What has happened in the last year?
On 2 June 2014 representatives from a number of key organisations and governments who made pledges at N4G, including the Bill and Melinda Gates Foundation, Children's Investment Fund Foundation and the UK Department for International Development, came together in London to discuss progress over the last year and see what remains to be done.
Last summer, DFID in consultation with a number of CSOs, developed an accountability framework which details how pledges made at the N4G event will be tracked and accountability for nutrition improved. One of the key points of the framework was the establishment of the Global Nutrition Report, the first of which will be launched in November of this year. At the event we heard from Professor Lawrence Haddad, co-chair of the report's Stakeholder Group about the report, that the report will detail the state of nutrition around the world, looking at both under and over-nutrition, in an effort to draw attention to the greatest problems that remain as well highlight success. The report will also include a chapter on progress towards all N4G pledges.
CSOs and businesses who made pledges have been working on a framework for reporting their own progress. The donors who made pledges have developed developing a new methodology for how to track money spent on nutrition specific and sensitive projects.
What needs to happen next?
The development of an accountability framework identified areas where gaps remain. Speakers at the event in London specifically highlighted the following:
The need for a data revolution. The process of collecting data for the Global Nutrition Report highlighted how many gaps exist in the current nutrition data. More funding needs to be diverted into collecting rigorous nutrition data.
Ensure nutrition is prominent in the post 2015 framework. Based on the idea that what is measured is what gets done, it is vital that nutrition is prominent in the post-2015 framework.
Improved integration and coordination. Much of the dialogue and funding has been focused on innovative solutions, but more needs to be done to look at how to better use existing deliver platforms or simply get down to doing things.
Increased funding. Nutrition is still seen in many countries as a donor issue. We need to see increased domestic resources allocated for nutrition globally.
Keeping the momentum
We need to make sure that the momentum and interest in nutrition is not lost. Nutrition has been a neglected issue for far too long but we have the opportunity to change that. The money pledged at N4G is not insignificant, but it is only a drop in the ocean compared to what is needed. The 2013 Lancet series estimated that $9.6 billion is need each year to scale up a set of 10 interventions with a strong evidence base in the 34 countries which represent 80% of the stunting burden to 90% coverage. We need to make sure that the $4.1 billion is used in the most effective ways possible.
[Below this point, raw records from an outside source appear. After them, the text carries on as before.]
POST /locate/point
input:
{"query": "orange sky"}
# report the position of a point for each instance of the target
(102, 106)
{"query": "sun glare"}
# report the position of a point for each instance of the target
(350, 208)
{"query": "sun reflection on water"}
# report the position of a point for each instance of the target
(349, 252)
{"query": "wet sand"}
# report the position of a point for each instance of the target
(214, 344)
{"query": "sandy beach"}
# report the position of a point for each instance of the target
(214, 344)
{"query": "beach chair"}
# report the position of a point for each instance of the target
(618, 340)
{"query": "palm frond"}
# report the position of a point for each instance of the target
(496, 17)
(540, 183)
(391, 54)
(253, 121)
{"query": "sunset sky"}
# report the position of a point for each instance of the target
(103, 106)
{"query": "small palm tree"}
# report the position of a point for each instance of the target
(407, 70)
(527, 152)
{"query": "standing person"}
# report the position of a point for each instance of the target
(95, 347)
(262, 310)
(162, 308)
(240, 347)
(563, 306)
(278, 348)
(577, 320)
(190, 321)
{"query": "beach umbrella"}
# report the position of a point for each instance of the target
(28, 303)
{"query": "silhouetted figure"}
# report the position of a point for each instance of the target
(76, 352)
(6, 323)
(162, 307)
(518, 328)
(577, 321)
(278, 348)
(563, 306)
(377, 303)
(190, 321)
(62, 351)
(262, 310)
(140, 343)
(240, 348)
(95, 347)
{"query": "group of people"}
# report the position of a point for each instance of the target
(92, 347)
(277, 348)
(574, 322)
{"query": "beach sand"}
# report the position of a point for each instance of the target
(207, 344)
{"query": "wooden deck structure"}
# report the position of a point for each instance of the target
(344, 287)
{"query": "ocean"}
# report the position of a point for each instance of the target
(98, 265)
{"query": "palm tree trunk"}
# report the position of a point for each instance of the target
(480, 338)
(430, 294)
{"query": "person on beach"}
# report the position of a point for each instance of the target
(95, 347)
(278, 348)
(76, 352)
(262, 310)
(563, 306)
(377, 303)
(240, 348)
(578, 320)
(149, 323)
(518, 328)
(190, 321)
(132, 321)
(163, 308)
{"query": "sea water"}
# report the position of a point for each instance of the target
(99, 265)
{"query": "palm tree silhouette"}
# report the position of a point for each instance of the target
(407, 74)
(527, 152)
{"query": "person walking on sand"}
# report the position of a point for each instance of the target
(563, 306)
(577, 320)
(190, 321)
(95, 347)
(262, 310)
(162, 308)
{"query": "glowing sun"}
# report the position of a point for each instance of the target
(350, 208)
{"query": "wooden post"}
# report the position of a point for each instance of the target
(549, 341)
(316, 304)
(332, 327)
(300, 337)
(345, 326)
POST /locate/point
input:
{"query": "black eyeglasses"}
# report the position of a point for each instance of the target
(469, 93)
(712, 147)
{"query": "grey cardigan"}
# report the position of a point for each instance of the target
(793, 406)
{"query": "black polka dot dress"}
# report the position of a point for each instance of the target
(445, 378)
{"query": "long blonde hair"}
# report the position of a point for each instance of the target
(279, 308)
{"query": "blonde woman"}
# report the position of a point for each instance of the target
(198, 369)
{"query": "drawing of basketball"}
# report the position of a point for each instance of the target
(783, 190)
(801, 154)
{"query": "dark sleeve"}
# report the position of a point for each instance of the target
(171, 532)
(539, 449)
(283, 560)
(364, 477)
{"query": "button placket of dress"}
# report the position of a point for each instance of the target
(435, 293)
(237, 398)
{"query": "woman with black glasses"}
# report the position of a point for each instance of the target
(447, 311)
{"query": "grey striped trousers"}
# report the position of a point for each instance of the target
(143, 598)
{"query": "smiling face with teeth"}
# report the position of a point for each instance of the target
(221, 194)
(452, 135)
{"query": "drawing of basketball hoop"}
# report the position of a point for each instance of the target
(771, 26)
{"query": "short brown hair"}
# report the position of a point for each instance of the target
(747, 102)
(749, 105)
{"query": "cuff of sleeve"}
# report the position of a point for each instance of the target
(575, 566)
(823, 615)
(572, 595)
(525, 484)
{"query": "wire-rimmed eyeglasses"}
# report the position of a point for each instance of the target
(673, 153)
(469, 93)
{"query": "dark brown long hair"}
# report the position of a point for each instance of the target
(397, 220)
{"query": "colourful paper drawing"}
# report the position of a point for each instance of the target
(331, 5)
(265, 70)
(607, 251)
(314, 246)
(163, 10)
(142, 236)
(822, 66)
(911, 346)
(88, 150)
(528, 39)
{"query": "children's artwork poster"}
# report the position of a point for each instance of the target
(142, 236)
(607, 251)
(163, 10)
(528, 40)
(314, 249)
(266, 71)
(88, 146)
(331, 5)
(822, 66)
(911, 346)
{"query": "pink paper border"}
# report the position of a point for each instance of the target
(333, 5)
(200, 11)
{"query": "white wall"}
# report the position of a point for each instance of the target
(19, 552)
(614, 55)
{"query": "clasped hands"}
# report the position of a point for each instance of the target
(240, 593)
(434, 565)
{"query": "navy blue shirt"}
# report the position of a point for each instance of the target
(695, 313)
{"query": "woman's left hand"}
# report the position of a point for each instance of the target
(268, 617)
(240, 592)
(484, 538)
Finally, as His Excellency Roberto Jaguaribe, Brazilian Ambassador to the UK said: "we need to recognise that nutrition is essentially a political issue, not a technical one". We have the evidence base of what works, now we need to harness the political will to ensure we have the resources and will to implement effective nutrition programmes globally and high quality and accessible data available to all citizens so they are able to hold their governments to account.